Definitional arguments establish that something fits or doesn't fit a particular category by clarifying what that category means. Debates about whether an act is 'terrorism' or 'freedom fighting,' whether someone is 'qualified,' or whether work is 'art' all hinge on definition. Effective definitional arguments distinguish your definition from common misconceptions, establish criteria for the category, or show how something meets those criteria. Definitional arguments can shift the frame of an entire debate.
Choose a contested term relevant to your field or interests (e.g., 'leadership,' 'innovation,' 'success'). Research how others define it. Propose your own definition, explaining your criteria. Show examples of what fits and doesn't fit your definition. Consider why stakeholders might prefer different definitions.
Definitions are not neutral; all definitions involve choices about what matters. Another mistake is thinking there's one 'correct' definition; actually, competing definitions can be simultaneously valid in different contexts.
From your work on claim-evidence connection, you know that arguments require both a claim and support that genuinely connects to it. Definitional arguments add a layer of logical complexity: the claim itself depends on first establishing what a word or category *means*. Before you can argue that something is or isn't X, you need a shared, defensible account of what X is. That prior work of establishing the definition is not preliminary throat-clearing — it often is the argument.
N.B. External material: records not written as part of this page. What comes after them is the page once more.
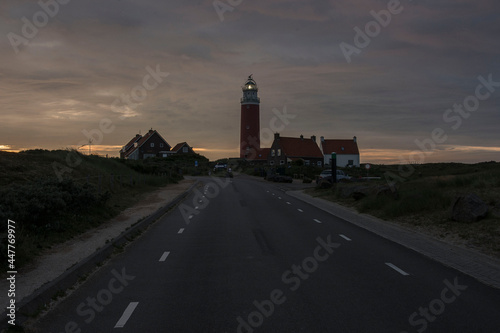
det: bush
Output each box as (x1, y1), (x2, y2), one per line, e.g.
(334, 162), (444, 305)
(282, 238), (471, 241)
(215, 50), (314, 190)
(0, 179), (109, 230)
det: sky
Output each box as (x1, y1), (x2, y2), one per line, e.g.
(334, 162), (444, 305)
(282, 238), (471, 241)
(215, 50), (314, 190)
(0, 0), (500, 164)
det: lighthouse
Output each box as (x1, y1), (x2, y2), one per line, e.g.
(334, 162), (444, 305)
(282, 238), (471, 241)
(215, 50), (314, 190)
(240, 75), (260, 160)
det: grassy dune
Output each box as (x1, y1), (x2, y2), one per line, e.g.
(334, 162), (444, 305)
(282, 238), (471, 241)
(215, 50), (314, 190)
(310, 162), (500, 258)
(0, 150), (208, 267)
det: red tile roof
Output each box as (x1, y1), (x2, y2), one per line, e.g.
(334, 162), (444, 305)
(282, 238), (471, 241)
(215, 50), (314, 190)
(125, 130), (170, 157)
(279, 137), (323, 158)
(321, 139), (359, 155)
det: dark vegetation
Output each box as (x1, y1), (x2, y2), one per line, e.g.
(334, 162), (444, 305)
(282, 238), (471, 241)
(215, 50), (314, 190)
(0, 150), (208, 268)
(310, 162), (500, 257)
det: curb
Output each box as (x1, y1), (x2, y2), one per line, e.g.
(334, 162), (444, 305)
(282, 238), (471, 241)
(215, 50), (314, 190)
(286, 190), (500, 289)
(0, 181), (200, 332)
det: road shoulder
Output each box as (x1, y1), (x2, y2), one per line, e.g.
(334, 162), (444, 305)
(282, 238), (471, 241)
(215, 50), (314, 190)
(0, 180), (196, 329)
(286, 190), (500, 289)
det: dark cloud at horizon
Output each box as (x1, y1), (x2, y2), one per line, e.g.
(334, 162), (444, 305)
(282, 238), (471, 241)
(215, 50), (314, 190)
(0, 0), (500, 162)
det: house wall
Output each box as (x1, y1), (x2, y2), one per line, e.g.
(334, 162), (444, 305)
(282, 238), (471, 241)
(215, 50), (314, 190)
(138, 133), (170, 159)
(324, 154), (359, 167)
(267, 140), (286, 166)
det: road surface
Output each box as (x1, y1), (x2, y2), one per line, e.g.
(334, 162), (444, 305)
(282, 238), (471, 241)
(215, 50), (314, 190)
(35, 176), (500, 333)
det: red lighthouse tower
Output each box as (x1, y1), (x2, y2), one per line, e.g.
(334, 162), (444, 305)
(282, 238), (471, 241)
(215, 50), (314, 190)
(240, 75), (260, 160)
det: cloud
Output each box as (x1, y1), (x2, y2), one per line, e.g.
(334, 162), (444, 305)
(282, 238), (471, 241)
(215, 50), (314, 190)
(0, 0), (500, 161)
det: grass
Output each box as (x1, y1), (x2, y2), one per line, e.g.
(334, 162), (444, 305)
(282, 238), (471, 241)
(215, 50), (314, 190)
(309, 162), (500, 258)
(0, 150), (206, 269)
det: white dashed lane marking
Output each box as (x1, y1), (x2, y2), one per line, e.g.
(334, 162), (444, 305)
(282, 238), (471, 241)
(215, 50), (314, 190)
(385, 262), (410, 275)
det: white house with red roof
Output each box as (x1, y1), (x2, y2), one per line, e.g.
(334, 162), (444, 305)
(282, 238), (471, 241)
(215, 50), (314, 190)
(171, 142), (194, 154)
(320, 137), (359, 167)
(267, 133), (323, 167)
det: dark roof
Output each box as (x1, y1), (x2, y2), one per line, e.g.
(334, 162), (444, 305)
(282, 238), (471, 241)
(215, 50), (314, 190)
(254, 148), (271, 160)
(125, 129), (170, 157)
(278, 137), (323, 158)
(122, 134), (142, 152)
(321, 139), (359, 155)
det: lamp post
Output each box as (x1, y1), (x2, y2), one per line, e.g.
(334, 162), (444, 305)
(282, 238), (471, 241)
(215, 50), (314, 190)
(332, 153), (337, 183)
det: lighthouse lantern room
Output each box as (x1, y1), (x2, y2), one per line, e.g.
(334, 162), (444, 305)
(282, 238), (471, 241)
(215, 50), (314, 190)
(240, 75), (260, 160)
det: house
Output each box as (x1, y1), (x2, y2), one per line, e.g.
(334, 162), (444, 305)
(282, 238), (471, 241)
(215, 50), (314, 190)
(171, 142), (194, 154)
(120, 129), (171, 160)
(267, 133), (323, 166)
(321, 137), (359, 167)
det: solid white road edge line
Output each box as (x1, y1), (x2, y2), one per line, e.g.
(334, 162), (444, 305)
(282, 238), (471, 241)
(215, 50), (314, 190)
(115, 302), (139, 328)
(385, 262), (410, 275)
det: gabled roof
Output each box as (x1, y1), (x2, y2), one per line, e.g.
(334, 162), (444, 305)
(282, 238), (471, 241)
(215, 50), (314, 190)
(125, 129), (170, 157)
(172, 142), (191, 152)
(321, 139), (359, 155)
(278, 136), (323, 158)
(122, 134), (142, 152)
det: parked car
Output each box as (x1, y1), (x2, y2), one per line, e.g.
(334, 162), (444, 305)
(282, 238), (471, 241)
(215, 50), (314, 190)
(316, 170), (351, 184)
(266, 175), (293, 183)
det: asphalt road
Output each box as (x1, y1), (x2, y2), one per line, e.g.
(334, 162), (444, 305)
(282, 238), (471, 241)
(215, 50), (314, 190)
(36, 176), (500, 333)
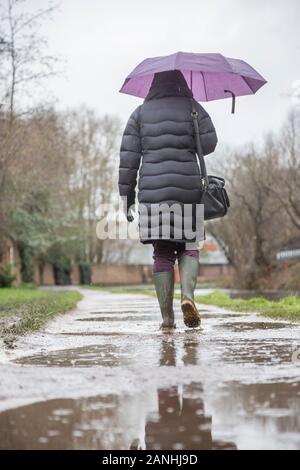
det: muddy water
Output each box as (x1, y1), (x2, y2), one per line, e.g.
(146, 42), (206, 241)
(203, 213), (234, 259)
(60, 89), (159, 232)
(0, 291), (300, 449)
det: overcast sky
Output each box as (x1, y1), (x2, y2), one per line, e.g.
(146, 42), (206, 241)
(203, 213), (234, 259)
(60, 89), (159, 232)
(28, 0), (300, 149)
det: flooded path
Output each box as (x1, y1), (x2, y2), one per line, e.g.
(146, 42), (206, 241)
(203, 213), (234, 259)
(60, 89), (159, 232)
(0, 290), (300, 449)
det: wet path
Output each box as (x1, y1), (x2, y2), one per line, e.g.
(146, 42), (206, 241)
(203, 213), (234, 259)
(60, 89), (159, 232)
(0, 290), (300, 449)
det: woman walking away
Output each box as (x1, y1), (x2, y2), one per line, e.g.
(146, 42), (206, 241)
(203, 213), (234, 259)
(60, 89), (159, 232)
(119, 70), (217, 328)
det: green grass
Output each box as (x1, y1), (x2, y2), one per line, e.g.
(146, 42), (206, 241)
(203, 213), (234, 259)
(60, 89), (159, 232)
(88, 286), (300, 321)
(195, 290), (300, 321)
(0, 287), (82, 346)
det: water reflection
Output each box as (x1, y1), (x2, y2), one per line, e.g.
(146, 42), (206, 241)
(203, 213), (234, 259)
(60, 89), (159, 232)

Consider how much depends on definition in real disputes. Is waterboarding torture? The answer doesn't hinge on what happened — the physical facts are agreed upon. It hinges entirely on whether those facts meet the criteria for "torture." Is a $15 minimum wage good for workers? That depends partly on who counts as "workers" (all workers or workers-currently-employed?), what counts as "good" (higher wages or more employment?), and over what timeframe. These aren't evasions — they're the actual contested questions. Arguments from definition make this explicit.
The structure of a strong definitional argument has three moves. First, establish criteria: what properties must something have to qualify as X? These criteria can be drawn from legal definitions, philosophical analysis, commonsense usage, or the argument's own stipulated framework. Second, apply criteria: show that the case in question meets (or fails to meet) those criteria, using evidence and reasoning. Third, defend the definition itself against likely objections — especially the objection that your criteria are biased, too narrow, or too broad. This third move is where definitional arguments often break open into deeper disagreements about values.
The rhetorical power of definitional arguments is that they can reframe a debate entirely. If your opponent is arguing within a frame that assumes X means A, and you successfully argue that X actually means B, you've changed what counts as evidence and what counts as a win. The civil rights movement's argument that segregation violated American ideals of freedom was partly an argument about what "freedom" means — and winning that definitional argument was inseparable from winning the political argument. Learning to recognize when a dispute is fundamentally definitional — and to argue at that level rather than trading evidence within an unchallenged frame — is one of the most practically powerful skills in rhetoric.